Bottom fishing took center stage for the sport fishing fleet recently as the pelagic red crabs arrived in the area. A handful of nice amberjack to over 50-pounds were caught along with quite a few leopard grouper — a few over 20-pounds. Many variety of snappers, the huachinango (true Pacific red snapper), yellow snapper, barred pargo and scads of triggerfish . . . also one black sea bass weighing 45-pounds, a very rare catch for our area; this sea bass ate a red snapper being reeled in.

Very few dorado or wahoo, just an occasional fish or two were being found. Inshore water where these fish had been holding had cooled off.

Striped marlin became very scattered, just a few fish found. The schools of mackerel and sardineta also became more scattered. Most anglers were using either strips of squid, caballito, ballyhoo, or some mackerel and sardineta.

Little inshore action, mainly smaller-sized roosterfish and a few stray sierra. Not much inshore bait activity to attract numbers of gamefish. Still no signs of any sardina in the area.

Yellowfin tuna were limited to a few fish in the vicinity of Iman Bank or La Fortuna; these were hitting on striped squid. With the ongoing sea lion problem, anglers were fortunate to land one or two of the inshore tuna in the 15- to 25-pound class.

This has been an odd year, with water temperatures being warmer than normal, seemingly altering all of the normal migrations; even the whales are scarcer this season. This whole winter, we have had a bonus of finding yellowfin tuna.

Lately a few of the yellowfin in the 100- to 150-pound class were seen offshore of San Jose del Cabo, associated with rapidly moving schools of porpoise, and though only a few fish were landed; this could be the start of something more consistent.

East Cape

After weeks of up and down North Wind, recently there were a few calm days and warmer temperatures buoying the spirits of local anglers. Suffering from cabin fever, a few headed out and were rewarded with yellowtail action out in front of La Ribera.
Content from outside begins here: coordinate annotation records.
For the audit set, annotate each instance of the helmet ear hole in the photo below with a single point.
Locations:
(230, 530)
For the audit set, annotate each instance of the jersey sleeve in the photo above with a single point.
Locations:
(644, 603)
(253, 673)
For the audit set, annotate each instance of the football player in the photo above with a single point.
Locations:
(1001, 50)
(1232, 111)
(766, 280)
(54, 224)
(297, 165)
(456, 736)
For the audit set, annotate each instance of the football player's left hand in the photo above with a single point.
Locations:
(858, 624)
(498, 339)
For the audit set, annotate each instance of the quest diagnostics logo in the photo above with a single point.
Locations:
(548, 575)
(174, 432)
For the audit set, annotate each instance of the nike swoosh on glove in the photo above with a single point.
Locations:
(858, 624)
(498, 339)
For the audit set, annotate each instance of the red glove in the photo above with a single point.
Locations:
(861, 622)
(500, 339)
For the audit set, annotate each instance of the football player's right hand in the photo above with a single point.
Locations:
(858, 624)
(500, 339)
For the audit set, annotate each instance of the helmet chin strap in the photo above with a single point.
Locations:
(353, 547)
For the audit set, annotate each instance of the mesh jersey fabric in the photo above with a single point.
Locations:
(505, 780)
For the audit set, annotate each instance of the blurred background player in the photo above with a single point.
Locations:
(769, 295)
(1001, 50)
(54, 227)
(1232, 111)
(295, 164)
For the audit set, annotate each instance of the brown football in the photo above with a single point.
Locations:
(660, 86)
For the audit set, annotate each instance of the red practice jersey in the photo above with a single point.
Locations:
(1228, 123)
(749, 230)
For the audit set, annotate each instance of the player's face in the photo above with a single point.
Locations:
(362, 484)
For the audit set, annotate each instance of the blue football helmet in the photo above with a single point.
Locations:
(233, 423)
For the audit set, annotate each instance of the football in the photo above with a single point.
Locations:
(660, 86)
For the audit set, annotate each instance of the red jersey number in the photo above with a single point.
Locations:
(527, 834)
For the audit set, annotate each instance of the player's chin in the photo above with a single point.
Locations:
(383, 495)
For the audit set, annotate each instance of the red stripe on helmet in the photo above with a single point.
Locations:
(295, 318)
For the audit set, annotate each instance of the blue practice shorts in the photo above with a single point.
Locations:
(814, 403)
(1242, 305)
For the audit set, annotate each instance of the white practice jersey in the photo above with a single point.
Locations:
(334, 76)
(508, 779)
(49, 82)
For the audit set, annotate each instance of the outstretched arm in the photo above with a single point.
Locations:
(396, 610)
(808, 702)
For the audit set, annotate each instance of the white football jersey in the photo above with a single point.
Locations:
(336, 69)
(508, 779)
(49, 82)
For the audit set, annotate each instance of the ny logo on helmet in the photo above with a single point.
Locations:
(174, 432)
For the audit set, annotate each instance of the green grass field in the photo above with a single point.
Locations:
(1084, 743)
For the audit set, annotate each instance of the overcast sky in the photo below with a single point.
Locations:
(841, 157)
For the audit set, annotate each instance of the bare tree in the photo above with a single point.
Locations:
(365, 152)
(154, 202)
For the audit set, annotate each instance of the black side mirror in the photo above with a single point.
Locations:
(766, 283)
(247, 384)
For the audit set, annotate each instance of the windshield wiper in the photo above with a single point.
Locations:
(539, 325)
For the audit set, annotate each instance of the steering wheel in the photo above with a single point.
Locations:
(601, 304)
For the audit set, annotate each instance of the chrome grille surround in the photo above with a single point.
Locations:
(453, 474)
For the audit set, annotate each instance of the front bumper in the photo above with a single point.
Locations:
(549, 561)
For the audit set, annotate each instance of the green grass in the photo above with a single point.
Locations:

A few boats ventured farther out and spotted a striped marlin or two for no bites. Aside from that, it has been pretty barren and most returned to fish the reefs and high spots inshore where they caught a mixed-bag of cabrilla, reef fish and snapper or two.

As it turned out, the calm weather was short lived and the North Wind howled once again.

Several fishermen exploring the beaches found a few roosterfish early in the mornings before the wind hit the beach. Another group of locals fishing near the jetties at La Ribera did score a few sierra and jacks early mornings as well.

La Paz

For one of the first times all winter, the winds backed down providing a break with minimal interference for once. Being off-season, there still weren’t many fishermen, but those who made it on the water were treated to some unusually great species of fishing. Normally winter fishing consists of inshore species for pargo, cabrilla, jacks, bonito, sierra and other rock and reef fish. Not bad fishing and some of these species can grow to hog-size, but generally there are few of the much sought-after glamour species that get all the headlines.

Recently, variety was the name of the game. And it wasn’t like they were far offshore. In general, the same inshore waters where the rock fish hang out… shallow waters inside Muertos Bay…just outside or over the rocks near Cerralvo Island…there were pargo, cabrilla, snapper and sierra.

But, crazily enough, there were some nice wahoo in the 20- to 40-pound class. Most of these were taken with trolled dark Rapalas or frozen mackerel — there’s not much in the way of live bait right now . . . plus some toad yellowtail in the 25- to 30-pound category were taken and more were lost. Several marlin were also lost in the shallows. Even more surprisingly, a few football yellowfin tuna showed up in the counts — nothing huge, but fun 10 to 15 pounders were just off the beach.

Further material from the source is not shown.